Twelve months after forming, the Bow Valley Chamber of Commerce has come a long way in a relatively short period of time and now has 210 members and counting.
The business advocacy group highlighted its achievements and outlined its goals for 2018 during its one-year anniversary update meeting held at artsPlace theatre, Wednesday (Jan. 10).
Over the next 12 months the regional chamber hopes to increase its membership to 350 members, with a particular focus on attracting businesses outside of Canmore through its “I belong campaign.”
“Moving forward into year two, the two huge factors for success are going to be membership retention, making sure that our 210 members that we presently have continue to be members, and I think there’s a tremendous opportunity for the membership to grow to at least that level by the end of the year,” said Brian McClure, president of the board.
Currently, 90 per cent of its members are located in Canmore, which is not particularly surprising given that it formed after the demise of Canmore Business and Tourism in 2016.
“Seventy-three per cent of our membership is small businesses in the one to 10 employee bracket, which is really the bracket of businesses that the founding members and founding board actually envisioned would be our target group,” said McClure.
In 2018 the chamber, which represents businesses from Lake Louise to the western borders of Cochrane, hopes to attract members from across it’s entire jurisdiction and has already managed to pull in six businesses from Calgary who do business in the Bow Valley.
“Our fee structure is so much lower than Calgary’s. We’re starting to see people joining us and giving up their membership in Calgary so that they still have a chamber membership,” said McClure.
Currently, it costs $125 to $825 per year to join the chamber depending on the number of employees a business has. There is also a $25 one-time enrollment fee.
Through it’s membership fees the chamber generated approximately $33,000 in revenue last year, representing just under 50 per cent of its total income of $73,435.
On the flip side, the chamber spent approximately $25,000 on programs representing about a third of its total expenses of $72,215. Tallied up, the chamber ended the year near even with a net operating income of just over $1,200.
“We actually lost money on a number of our early programs because people were just not coming out. It wasn’t until we kind of established a level of credibility and took on a few new programs that it started to adjust itself,” said McClure, adding in-kind donations accounted for about $22,000 in savings.
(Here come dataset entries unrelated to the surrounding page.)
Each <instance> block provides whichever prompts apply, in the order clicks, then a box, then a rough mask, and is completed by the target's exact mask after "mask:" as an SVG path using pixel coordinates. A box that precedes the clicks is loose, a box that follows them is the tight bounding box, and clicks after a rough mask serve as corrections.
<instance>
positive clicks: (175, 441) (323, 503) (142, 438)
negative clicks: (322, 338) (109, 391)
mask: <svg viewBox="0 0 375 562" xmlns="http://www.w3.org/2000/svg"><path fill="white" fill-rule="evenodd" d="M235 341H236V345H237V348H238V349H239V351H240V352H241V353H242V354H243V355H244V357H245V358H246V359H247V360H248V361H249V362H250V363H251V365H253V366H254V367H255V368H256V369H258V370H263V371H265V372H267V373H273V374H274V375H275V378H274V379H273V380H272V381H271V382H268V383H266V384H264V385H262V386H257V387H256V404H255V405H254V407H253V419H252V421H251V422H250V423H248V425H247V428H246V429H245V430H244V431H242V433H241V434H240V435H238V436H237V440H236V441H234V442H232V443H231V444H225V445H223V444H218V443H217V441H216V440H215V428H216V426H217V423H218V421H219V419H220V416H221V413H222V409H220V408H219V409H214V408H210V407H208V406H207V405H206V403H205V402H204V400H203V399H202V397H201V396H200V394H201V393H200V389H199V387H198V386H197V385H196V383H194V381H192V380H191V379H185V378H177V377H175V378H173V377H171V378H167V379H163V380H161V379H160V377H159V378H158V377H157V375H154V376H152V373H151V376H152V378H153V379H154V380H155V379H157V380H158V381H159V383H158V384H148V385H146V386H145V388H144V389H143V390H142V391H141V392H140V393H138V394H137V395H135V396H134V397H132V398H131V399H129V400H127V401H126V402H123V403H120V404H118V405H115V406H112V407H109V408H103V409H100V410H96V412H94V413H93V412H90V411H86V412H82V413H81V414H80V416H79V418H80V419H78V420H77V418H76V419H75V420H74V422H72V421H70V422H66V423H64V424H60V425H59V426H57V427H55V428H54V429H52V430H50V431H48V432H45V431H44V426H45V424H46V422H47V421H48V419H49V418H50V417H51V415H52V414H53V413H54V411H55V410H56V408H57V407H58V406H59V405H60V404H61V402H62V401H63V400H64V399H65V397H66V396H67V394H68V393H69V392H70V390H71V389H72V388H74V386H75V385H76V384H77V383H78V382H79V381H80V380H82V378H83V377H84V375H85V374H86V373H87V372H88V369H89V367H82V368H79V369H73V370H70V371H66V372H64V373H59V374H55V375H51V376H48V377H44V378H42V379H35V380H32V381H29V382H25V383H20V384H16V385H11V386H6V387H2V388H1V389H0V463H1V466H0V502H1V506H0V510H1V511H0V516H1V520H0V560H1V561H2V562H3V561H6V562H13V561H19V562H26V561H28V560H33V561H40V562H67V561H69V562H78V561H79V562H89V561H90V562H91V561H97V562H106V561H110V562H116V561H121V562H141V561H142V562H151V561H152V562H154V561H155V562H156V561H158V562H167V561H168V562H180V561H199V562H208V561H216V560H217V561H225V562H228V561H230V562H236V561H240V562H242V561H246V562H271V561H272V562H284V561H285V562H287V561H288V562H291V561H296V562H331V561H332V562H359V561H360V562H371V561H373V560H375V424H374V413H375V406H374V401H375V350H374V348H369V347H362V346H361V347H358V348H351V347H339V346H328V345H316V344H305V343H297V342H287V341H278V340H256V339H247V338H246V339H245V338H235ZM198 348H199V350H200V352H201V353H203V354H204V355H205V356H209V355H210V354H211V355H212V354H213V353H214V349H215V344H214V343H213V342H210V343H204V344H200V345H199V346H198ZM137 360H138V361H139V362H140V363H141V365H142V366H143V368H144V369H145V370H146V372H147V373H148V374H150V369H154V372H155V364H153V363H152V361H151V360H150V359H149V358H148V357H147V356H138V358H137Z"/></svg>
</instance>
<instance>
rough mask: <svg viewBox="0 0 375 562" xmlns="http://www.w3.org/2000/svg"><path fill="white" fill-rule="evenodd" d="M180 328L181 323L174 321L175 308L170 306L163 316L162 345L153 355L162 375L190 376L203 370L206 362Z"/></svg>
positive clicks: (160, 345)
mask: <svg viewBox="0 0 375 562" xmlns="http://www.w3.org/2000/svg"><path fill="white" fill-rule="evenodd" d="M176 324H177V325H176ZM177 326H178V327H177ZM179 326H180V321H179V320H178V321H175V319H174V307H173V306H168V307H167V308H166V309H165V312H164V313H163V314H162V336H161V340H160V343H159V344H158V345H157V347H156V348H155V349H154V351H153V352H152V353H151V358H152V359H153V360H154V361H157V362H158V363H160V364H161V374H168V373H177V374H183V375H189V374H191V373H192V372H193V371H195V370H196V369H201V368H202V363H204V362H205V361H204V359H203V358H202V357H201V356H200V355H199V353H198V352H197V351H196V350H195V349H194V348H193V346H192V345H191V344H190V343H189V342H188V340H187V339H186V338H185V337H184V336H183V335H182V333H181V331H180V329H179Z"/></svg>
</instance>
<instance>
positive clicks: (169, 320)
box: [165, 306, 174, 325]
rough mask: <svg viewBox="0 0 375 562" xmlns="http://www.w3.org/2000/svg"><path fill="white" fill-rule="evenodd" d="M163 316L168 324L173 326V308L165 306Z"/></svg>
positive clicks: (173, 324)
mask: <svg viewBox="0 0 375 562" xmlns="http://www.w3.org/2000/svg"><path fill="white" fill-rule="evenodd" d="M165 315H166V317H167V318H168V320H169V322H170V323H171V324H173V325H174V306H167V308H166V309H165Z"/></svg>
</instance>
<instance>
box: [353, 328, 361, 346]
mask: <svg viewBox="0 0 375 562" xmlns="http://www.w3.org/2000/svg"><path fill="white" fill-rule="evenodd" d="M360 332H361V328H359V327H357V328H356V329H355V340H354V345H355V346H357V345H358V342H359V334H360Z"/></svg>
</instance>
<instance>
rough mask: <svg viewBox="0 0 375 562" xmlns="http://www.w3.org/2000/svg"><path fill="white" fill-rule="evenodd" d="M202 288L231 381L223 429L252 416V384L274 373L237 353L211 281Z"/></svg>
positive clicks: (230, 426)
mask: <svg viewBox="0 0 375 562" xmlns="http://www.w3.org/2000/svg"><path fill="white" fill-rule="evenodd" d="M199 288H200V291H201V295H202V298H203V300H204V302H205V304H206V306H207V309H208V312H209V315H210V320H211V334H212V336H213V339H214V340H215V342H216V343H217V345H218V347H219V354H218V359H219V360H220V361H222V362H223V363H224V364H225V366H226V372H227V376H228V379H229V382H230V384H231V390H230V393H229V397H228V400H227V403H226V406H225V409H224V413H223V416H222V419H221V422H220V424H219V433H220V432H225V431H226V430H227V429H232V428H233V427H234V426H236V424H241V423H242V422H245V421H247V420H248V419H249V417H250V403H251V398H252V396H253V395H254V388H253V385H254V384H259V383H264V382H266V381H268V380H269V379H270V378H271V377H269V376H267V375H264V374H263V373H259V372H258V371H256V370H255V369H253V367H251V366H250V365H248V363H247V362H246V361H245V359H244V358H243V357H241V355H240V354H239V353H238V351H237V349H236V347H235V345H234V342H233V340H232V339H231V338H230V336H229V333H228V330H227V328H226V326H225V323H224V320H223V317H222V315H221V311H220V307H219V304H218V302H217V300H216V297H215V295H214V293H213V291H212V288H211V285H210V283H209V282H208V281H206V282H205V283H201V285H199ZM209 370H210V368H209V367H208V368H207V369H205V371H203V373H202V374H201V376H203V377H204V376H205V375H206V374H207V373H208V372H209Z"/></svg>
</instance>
Among its most successful programs this year was the launch of Innovate Canmore, which received $25,000 from the Town of Canmore in the fall to pay for a feasibility study to establish a 4,000 square foot tech research and development facility in the Shops of Canmore, a new multi-commercial development slated for the corner of Bow Valley Trail and Benchlands Trail.
McClure said they hope to move into their new place by the end of December 2018, adding Innovate Canmore became a federal non-profit organization in December.
The chamber also has plans to support the 2018 Health and Wellness Festival slated for mid-October.
Among some of its other highlights, the chamber held its first Bow Valley Business Excellence Awards in October, which saw more than 150 people attend and nine businesses recognized with awards.
The chamber also held five conversation cafes covering topics such as taxes on small businesses and municipal politics, as well as learning events about topics such as cannabis legalization and the Workers’ Compensation Board of Alberta. The chamber also focused its advocacy work on five main topics this year, including changes to the federal corporate income tax, the provincial carbon tax, new labour laws, minimum wage and the legalization of marijuana.
The chamber will hold its first annual general meeting on Jan. 31 at the Canmore Seniors Centre. The meeting will run from 5-7 p.m. where a new board will be elected.